Decisões Recentes Validam Laços de Cuidado e Amor, Reconhecendo a Multiparentalidade e as Novas Configurações Familiares no Brasil
Nos últimos anos, o Brasil tem testemunhado um aumento significativo nas decisões judiciais que reconhecem a existência de múltiplos vínculos familiares, baseados no critério da afetividade. Casos como esses, que validam a importância do cuidado e do amor como elementos fundamentais na construção de uma família, têm sido registrados em diversas regiões do país, incluindo o Espírito Santo. Essas decisões reforçam a compreensão de que a estrutura familiar não se limita ao vínculo biológico, mas também ao afetivo, uma mudança importante nas concepções tradicionais de parentesco.
Em Belém (PA), um recente caso trouxe à tona o reconhecimento da multiparentalidade em uma situação de perda familiar. Após o falecimento da mãe, foi judicialmente reconhecido o vínculo materno-filial entre uma tia e sua sobrinha, permitindo que o nome da tia fosse adicionado à certidão de nascimento da criança, sem que o nome da mãe biológica fosse excluído. Assim, a Justiça consolidou a ideia de multiparentalidade materna, reconhecendo tanto o vínculo biológico quanto o afetivo.

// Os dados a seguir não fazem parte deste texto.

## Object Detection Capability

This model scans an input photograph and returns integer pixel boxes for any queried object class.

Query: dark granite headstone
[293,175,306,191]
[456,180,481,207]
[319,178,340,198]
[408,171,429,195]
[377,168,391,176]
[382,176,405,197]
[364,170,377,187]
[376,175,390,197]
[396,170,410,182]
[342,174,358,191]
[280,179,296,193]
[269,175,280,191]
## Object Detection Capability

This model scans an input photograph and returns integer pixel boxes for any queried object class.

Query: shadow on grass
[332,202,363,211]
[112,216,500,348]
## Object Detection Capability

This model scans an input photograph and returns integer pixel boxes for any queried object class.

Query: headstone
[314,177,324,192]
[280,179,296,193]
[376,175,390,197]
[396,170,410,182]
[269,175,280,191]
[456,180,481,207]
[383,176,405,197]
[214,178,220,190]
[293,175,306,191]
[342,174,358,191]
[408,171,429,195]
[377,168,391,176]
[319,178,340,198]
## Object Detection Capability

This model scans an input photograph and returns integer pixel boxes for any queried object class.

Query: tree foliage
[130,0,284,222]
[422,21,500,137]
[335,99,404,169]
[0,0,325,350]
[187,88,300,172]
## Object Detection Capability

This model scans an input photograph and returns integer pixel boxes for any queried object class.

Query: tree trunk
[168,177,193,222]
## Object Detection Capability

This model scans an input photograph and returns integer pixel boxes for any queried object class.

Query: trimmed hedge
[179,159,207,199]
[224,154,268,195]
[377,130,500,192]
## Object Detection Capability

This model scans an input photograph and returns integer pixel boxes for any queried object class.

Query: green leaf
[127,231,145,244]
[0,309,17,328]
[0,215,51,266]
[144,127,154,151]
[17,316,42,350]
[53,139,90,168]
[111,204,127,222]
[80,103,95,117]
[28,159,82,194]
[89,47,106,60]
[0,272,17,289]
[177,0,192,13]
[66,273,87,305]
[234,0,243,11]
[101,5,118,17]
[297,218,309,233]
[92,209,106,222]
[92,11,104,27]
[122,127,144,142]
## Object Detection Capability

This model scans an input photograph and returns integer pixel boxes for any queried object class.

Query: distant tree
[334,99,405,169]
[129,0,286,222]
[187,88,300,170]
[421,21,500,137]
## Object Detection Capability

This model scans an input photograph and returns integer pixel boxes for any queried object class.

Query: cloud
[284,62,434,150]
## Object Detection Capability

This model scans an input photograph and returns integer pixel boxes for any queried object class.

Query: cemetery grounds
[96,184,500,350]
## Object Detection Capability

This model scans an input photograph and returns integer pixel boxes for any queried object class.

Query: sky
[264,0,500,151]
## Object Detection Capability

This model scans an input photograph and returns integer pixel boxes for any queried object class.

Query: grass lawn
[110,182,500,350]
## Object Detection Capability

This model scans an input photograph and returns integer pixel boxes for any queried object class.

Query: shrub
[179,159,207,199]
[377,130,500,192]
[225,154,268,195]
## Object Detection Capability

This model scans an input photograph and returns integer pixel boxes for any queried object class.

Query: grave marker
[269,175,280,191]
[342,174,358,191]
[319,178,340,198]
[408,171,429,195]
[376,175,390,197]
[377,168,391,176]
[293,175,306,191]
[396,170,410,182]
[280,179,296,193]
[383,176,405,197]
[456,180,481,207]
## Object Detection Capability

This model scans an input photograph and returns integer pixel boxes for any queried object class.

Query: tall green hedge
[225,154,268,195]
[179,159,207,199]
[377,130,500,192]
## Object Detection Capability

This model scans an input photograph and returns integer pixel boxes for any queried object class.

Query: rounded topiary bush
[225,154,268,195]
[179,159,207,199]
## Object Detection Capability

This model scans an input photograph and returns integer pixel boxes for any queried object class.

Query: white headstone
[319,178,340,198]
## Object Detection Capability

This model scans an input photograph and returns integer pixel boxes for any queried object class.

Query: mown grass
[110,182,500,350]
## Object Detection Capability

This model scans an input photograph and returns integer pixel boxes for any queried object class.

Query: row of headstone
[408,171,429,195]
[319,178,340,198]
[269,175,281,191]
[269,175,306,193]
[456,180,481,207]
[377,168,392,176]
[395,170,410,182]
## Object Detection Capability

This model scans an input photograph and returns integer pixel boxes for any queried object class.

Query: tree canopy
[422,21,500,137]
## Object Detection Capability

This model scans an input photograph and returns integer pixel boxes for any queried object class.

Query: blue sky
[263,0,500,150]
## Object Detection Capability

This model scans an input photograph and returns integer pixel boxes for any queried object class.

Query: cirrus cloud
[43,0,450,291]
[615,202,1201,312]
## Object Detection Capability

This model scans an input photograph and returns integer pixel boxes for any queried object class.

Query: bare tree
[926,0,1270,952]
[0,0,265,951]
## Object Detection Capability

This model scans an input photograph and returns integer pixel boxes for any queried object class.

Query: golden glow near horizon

O caso remonta a 1979, quando a mãe biológica, em razão de dificuldades financeiras e emocionais, permitiu que sua irmã assumisse a guarda da criança desde o nascimento, já que a tia não podia ter filhos. A comprovação da maternidade socioafetiva foi realizada por meio de documentos, fotos e depoimentos, comprovando a relação de afeto e cuidado entre as duas.
No Espírito Santo, um outro caso semelhante chamou a atenção. Em Vila Velha, a Justiça autorizou que uma menina de apenas 8 anos continuasse a morar com os tios, reconhecidos como pais socioafetivos, após a morte da mãe, quando ela tinha apenas três meses. A decisão judicial permitiu que, além do nome do pai biológico, os nomes dos tios fossem registrados na certidão de nascimento da criança, configurando, assim, a multiparentalidade. O tribunal determinou ainda a guarda compartilhada, reconhecendo o papel essencial dos tios na criação da criança.
Em 2025, um julgamento histórico no Espírito Santo trouxe à tona um caso inédito: a decisão judicial que permitiu que uma criança fosse registrada com três pais e uma mãe. Esse processo envolveu um casal homoafetivo de tios que assumiram a criação do menino desde os primeiros meses de vida, criando um vínculo afetivo profundo e essencial para o reconhecimento da multiparentalidade. O Tribunal entendeu que a convivência e os laços de afeto construídos ao longo dos anos justificavam o reconhecimento formal da paternidade e maternidade simultânea por quatro pessoas.
Para a advogada Bruna Pereira Aquino, especialista em Direito de Família, essas decisões são fundamentais para reafirmar o papel da afetividade no Direito. “A doutrina e a jurisprudência brasileira, atualmente, reconhecem a multiparentalidade, isto é, a possibilidade de uma pessoa ter mais de uma mãe e/ou mais de um pai em seu registro público sem a exclusão do parentesco biológico. A concomitância de vínculos biológicos e afetivos é um meio de efetivar a proteção integral de direitos constitucionais”, explica Bruna.
Ela também destaca que o Direito é uma ciência social que reflete as transformações e mudanças culturais da sociedade. “A multiparentalidade é fruto dessas alterações sociais e revela que, hoje, não é possível estabelecer um perfil único de família. O Direito deve acompanhar e reconhecer as evoluções dos modelos familiares”, conclui a advogada.
Esses casos judiciais ilustram um movimento crescente em direção à validação dos laços afetivos, que não se restringem ao sangue, mas se estendem às relações de cuidado e afeto, moldando as novas configurações familiares no Brasil. As decisões refletem uma realidade social mais inclusiva, onde o amor e a responsabilidade têm espaço legal para coexistir com a biologia, reconhecendo que o verdadeiro núcleo familiar é aquele que nutre, cuida e se dedica ao bem-estar dos filhos, independentemente das circunstâncias de seu nascimento.